Thing
for Sara Renee Marshall, 4/14/2013
Sometimes I sit at my computer, intending to write a sincere thing about how I love another human & how every moment I’ve spent with this other human has made my life better but what surfaces is I am Petra-bound, a circular scratch in the compact disc, your idle-roll unrolled, or, About snuggling the old masters are never wrong, or, merely, polio nut flood.
There is a thing inside me, I once thought it a failure & then, briefly, a talent, but it’s just a thing, similar to what caused Haji, intending to yell out Housekeeping, to yell out Housekleeping, similar to what makes those 90s R&B hits still so reliable an opportunity, except that the thing is all of me.

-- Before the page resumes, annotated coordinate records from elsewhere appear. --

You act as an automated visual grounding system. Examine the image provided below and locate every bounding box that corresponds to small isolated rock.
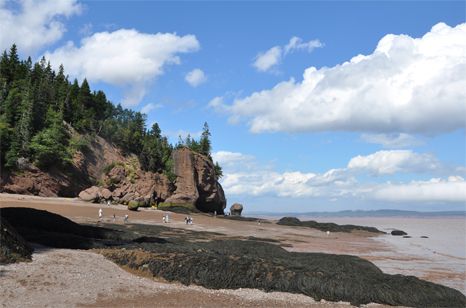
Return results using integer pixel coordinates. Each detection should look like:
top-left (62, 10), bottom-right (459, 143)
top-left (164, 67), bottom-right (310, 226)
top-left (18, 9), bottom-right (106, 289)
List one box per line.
top-left (230, 203), bottom-right (243, 216)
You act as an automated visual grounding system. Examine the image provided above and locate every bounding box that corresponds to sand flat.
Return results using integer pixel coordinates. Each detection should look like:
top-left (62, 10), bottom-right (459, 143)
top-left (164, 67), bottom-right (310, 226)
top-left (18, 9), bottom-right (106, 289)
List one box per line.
top-left (0, 194), bottom-right (462, 307)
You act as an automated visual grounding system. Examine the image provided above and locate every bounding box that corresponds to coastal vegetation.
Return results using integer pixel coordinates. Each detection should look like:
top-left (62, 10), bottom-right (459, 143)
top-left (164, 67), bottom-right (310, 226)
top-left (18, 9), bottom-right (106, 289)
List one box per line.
top-left (0, 45), bottom-right (222, 181)
top-left (2, 208), bottom-right (466, 307)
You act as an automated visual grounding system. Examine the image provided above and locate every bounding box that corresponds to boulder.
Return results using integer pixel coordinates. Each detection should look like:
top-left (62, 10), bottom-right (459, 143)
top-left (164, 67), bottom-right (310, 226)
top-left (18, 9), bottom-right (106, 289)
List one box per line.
top-left (392, 230), bottom-right (408, 235)
top-left (128, 200), bottom-right (139, 211)
top-left (162, 148), bottom-right (226, 215)
top-left (0, 216), bottom-right (34, 263)
top-left (230, 203), bottom-right (243, 216)
top-left (108, 166), bottom-right (129, 183)
top-left (194, 154), bottom-right (227, 215)
top-left (79, 186), bottom-right (101, 203)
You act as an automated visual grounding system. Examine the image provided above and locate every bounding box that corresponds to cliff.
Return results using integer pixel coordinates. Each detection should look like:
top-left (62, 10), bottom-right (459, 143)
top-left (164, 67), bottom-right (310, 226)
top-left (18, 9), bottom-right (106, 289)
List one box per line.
top-left (0, 137), bottom-right (226, 214)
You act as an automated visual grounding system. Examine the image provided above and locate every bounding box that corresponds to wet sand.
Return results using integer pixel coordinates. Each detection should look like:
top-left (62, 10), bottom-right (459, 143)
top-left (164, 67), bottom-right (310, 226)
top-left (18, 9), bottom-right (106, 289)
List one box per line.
top-left (0, 194), bottom-right (465, 307)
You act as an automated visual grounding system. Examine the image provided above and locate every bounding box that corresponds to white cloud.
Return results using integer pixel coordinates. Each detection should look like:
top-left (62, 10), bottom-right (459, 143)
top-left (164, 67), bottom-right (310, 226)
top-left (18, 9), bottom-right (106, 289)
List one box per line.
top-left (284, 36), bottom-right (324, 55)
top-left (361, 133), bottom-right (425, 148)
top-left (348, 150), bottom-right (466, 176)
top-left (79, 23), bottom-right (93, 36)
top-left (0, 0), bottom-right (83, 54)
top-left (252, 46), bottom-right (282, 72)
top-left (217, 23), bottom-right (466, 135)
top-left (141, 103), bottom-right (163, 114)
top-left (184, 68), bottom-right (207, 87)
top-left (212, 150), bottom-right (466, 202)
top-left (252, 36), bottom-right (324, 73)
top-left (45, 29), bottom-right (199, 107)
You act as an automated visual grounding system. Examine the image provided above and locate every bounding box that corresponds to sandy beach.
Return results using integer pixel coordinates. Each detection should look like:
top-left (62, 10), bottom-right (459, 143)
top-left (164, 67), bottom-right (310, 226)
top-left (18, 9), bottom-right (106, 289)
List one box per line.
top-left (0, 194), bottom-right (458, 307)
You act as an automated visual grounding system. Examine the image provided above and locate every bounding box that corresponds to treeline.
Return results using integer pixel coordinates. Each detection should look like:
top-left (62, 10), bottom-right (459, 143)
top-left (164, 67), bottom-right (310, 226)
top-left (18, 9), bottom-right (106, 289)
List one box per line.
top-left (0, 45), bottom-right (222, 180)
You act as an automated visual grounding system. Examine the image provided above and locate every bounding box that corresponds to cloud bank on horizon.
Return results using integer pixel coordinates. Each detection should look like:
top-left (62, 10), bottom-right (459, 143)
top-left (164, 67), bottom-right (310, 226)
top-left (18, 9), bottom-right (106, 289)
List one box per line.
top-left (209, 23), bottom-right (466, 209)
top-left (209, 23), bottom-right (466, 136)
top-left (213, 150), bottom-right (466, 203)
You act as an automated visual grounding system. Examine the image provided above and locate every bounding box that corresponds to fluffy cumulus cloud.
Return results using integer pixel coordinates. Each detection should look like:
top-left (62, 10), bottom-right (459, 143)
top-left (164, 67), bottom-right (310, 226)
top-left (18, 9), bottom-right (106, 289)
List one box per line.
top-left (216, 23), bottom-right (466, 135)
top-left (45, 29), bottom-right (199, 107)
top-left (141, 103), bottom-right (163, 114)
top-left (252, 36), bottom-right (324, 72)
top-left (252, 46), bottom-right (282, 72)
top-left (361, 133), bottom-right (425, 148)
top-left (0, 0), bottom-right (83, 54)
top-left (184, 68), bottom-right (207, 87)
top-left (212, 150), bottom-right (466, 202)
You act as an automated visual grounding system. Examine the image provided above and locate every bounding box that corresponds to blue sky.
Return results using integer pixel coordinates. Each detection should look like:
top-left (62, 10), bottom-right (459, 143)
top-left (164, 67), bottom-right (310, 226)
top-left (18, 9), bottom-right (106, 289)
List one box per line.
top-left (0, 0), bottom-right (466, 212)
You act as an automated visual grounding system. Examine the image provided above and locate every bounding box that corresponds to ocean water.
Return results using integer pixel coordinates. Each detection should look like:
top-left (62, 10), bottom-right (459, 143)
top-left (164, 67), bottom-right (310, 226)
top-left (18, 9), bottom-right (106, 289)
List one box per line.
top-left (299, 217), bottom-right (466, 295)
top-left (306, 217), bottom-right (466, 259)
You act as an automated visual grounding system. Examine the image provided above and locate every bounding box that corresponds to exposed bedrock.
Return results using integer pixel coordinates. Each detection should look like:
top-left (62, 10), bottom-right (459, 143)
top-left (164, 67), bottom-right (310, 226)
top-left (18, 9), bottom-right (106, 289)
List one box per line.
top-left (162, 148), bottom-right (226, 214)
top-left (2, 208), bottom-right (466, 307)
top-left (277, 217), bottom-right (385, 233)
top-left (0, 216), bottom-right (34, 263)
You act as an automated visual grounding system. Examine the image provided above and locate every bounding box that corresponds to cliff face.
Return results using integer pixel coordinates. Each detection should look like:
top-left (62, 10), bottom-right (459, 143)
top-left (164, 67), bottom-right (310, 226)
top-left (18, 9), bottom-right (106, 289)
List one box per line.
top-left (164, 148), bottom-right (226, 214)
top-left (0, 137), bottom-right (226, 214)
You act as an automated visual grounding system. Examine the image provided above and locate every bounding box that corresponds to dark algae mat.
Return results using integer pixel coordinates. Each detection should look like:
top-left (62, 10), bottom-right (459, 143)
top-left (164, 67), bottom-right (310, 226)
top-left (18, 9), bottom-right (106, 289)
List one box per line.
top-left (1, 208), bottom-right (466, 307)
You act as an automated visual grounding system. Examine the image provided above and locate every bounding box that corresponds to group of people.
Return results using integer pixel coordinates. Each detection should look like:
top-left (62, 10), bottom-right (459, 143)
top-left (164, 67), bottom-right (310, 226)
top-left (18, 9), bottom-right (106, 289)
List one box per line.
top-left (99, 209), bottom-right (127, 222)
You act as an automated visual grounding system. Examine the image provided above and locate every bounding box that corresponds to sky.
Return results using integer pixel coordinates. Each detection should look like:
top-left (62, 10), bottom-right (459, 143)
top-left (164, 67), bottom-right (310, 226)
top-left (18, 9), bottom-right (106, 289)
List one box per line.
top-left (0, 0), bottom-right (466, 213)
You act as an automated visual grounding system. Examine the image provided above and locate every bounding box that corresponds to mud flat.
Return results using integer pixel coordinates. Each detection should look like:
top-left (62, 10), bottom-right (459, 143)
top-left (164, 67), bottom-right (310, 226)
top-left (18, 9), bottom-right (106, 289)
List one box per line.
top-left (0, 196), bottom-right (464, 307)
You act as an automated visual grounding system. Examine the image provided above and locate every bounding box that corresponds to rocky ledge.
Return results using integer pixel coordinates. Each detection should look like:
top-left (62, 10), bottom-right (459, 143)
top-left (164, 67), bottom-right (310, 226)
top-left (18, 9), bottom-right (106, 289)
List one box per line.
top-left (277, 217), bottom-right (385, 233)
top-left (2, 208), bottom-right (466, 307)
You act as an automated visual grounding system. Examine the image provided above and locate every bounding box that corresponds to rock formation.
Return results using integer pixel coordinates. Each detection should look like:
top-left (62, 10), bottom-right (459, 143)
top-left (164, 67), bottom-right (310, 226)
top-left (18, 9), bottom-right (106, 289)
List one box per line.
top-left (162, 148), bottom-right (226, 215)
top-left (230, 203), bottom-right (243, 216)
top-left (0, 137), bottom-right (226, 214)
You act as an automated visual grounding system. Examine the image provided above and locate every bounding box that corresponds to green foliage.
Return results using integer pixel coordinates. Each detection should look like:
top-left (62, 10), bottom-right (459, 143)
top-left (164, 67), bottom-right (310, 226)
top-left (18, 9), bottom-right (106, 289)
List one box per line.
top-left (104, 161), bottom-right (126, 176)
top-left (214, 162), bottom-right (223, 179)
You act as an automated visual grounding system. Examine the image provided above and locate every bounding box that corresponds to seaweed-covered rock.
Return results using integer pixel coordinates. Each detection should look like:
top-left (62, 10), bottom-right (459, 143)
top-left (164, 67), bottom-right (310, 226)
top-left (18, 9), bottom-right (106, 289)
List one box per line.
top-left (2, 208), bottom-right (466, 307)
top-left (230, 203), bottom-right (243, 216)
top-left (103, 241), bottom-right (466, 307)
top-left (277, 217), bottom-right (384, 233)
top-left (1, 207), bottom-right (138, 249)
top-left (392, 230), bottom-right (408, 235)
top-left (0, 216), bottom-right (34, 263)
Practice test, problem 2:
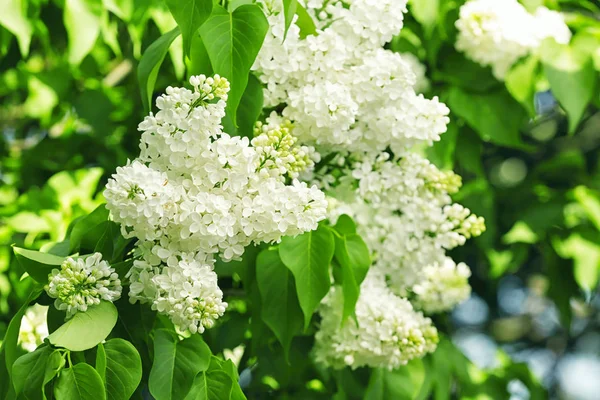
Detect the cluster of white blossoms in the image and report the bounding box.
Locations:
[253,0,449,154]
[19,304,48,352]
[314,270,439,369]
[400,53,431,93]
[456,0,571,80]
[45,253,123,318]
[253,0,485,369]
[104,75,327,333]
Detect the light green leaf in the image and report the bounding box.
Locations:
[541,40,598,133]
[200,4,269,121]
[148,330,211,400]
[0,0,33,58]
[448,87,527,148]
[409,0,440,33]
[504,56,540,116]
[104,338,142,400]
[282,0,298,40]
[166,0,213,55]
[63,0,102,65]
[12,345,65,400]
[48,301,118,351]
[13,247,65,285]
[365,359,425,400]
[573,186,600,231]
[69,204,109,254]
[237,74,263,139]
[279,226,335,329]
[0,286,43,374]
[138,28,181,112]
[335,234,371,323]
[296,3,317,39]
[54,363,106,400]
[256,249,303,359]
[185,368,233,400]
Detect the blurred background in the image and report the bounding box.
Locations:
[0,0,600,400]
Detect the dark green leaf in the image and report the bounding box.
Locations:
[448,87,527,148]
[104,339,142,400]
[48,301,118,351]
[256,249,303,358]
[296,3,317,39]
[138,27,181,113]
[279,226,335,329]
[54,363,106,400]
[167,0,213,54]
[335,234,371,322]
[12,346,65,400]
[13,247,65,285]
[148,330,211,400]
[200,4,269,121]
[282,0,298,39]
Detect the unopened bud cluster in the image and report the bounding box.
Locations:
[45,253,122,318]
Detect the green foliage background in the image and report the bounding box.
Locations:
[0,0,600,399]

Your thing is a different thing.
The thing in me makes me write about hoeing fields of cod, challenger-crash flavored sour patch children stuck in my molars.
Your thing makes you look at the world for so long & so exactly that the world gets anxious & undoes its belt, looking back at you as if to say Is this want you want? & you look back at the world, right in the skin-space between its big eyes, as if to say No.
When I’m writing I’m not speaking—it’s like a glass of lemonade-flavored Crystal Lite.
When you’re writing it’s speaking.
And that has made all the blifference.
Lets go down to Barnes & Noble & steal all the books about the Doors, Jim Morrison, angels, etc; let’s find a real live mountain & name it something pertinent.
I love you & every moment I’ve spent with you has made my life better.
So let’s go now & eat something sensible.
It is a horrible world that we need to be.
It is a horrible, phantasmal world that we need to make more horrible through beauty.
We need to keep ourselves fueled & primed, wary & reveling, building calluses everywhere there’s still skin & licking the spilled flavor crystals off the backs of our hands, prepared & always-preparing for the laborious weeks of clean-up that will follow the inevitable & fantastic horrors of the polio nut flood.